Use the Schema Registry API
Schemas provide human-readable documentation for an API. They verify that data conforms to an API, support the generation of serializers for data, and manage the compatibility of evolving APIs, allowing new versions of services to be rolled out independently.
The Schema Registry is built into Redpanda, and you can use it with the API or the Redpanda Console UI. This section describes operations available in the Schema Registry API. See also: |
The Redpanda Schema Registry has API endpoints that allow you to perform the following tasks:
-
Register schemas for a subject.
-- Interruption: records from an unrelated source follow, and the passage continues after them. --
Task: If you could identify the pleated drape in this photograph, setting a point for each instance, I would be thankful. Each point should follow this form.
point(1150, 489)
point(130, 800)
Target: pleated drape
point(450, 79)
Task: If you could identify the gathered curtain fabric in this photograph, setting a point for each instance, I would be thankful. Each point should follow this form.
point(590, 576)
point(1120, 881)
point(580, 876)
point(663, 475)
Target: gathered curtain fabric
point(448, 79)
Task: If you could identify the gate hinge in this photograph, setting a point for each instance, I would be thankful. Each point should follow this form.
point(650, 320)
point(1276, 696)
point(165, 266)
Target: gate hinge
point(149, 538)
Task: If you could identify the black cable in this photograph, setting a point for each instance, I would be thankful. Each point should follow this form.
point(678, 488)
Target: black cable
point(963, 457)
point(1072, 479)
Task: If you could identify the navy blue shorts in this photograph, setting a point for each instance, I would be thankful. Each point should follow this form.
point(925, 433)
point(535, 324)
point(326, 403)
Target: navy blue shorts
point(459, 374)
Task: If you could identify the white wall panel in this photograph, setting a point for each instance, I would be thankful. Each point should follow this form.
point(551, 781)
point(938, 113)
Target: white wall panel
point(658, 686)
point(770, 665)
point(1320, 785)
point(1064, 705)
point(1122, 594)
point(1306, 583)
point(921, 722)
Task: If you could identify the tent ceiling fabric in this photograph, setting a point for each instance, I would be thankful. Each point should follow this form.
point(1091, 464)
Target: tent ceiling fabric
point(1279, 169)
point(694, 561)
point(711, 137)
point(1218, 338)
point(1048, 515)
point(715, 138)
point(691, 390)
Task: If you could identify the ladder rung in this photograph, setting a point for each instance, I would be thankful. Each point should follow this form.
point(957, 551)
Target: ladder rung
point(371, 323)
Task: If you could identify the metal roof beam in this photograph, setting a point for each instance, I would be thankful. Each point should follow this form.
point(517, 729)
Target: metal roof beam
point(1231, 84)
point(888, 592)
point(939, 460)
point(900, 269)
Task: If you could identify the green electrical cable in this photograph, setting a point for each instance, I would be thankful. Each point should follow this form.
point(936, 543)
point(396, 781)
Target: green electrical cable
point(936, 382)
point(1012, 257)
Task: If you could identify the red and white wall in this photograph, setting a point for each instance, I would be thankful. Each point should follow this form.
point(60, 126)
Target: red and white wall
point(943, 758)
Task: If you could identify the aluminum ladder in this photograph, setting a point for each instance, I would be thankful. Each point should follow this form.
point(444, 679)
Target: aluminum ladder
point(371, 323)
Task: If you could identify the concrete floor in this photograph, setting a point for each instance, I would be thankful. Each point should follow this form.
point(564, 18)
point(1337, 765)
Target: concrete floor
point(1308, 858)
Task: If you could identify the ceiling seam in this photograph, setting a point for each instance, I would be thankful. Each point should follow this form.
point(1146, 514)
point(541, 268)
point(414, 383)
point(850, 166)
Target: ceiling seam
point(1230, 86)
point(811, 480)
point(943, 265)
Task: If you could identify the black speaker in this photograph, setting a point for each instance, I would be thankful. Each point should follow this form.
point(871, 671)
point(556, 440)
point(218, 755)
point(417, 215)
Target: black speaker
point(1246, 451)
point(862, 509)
A subject is a logical grouping or category for schemas. When data formats are updated, a new version of the schema can be registered under the same subject, allowing for backward and forward compatibility.
-
Retrieve schemas of specific versions.
-
Retrieve a list of subjects.
-
Retrieve a list of schema versions for a subject.
-
Configure schema compatibility checking.
-
Query supported serialization formats.
-
Delete schemas from the registry.
The following examples cover the basic functionality of the Redpanda Schema Registry based on an example Avro schema called sensor_sample
. This schema contains fields that represent a measurement from a sensor for the value of the sensor
topic, as defined below.
{
"type": "record",
"name": "sensor_sample",
"fields": [
{
"name": "timestamp",
"type": "long",
"logicalType": "timestamp-millis"
},
{
"name": "identifier",
"type": "string",
"logicalType": "uuid"
},
{
"name": "value",
"type": "long"
}
]
}
Prerequisites
To run the sample commands and code in each example, follow these steps to set up Redpanda and other tools:
-
You need a running Redpanda cluster. If you don’t have one, see the Redpanda Quickstart.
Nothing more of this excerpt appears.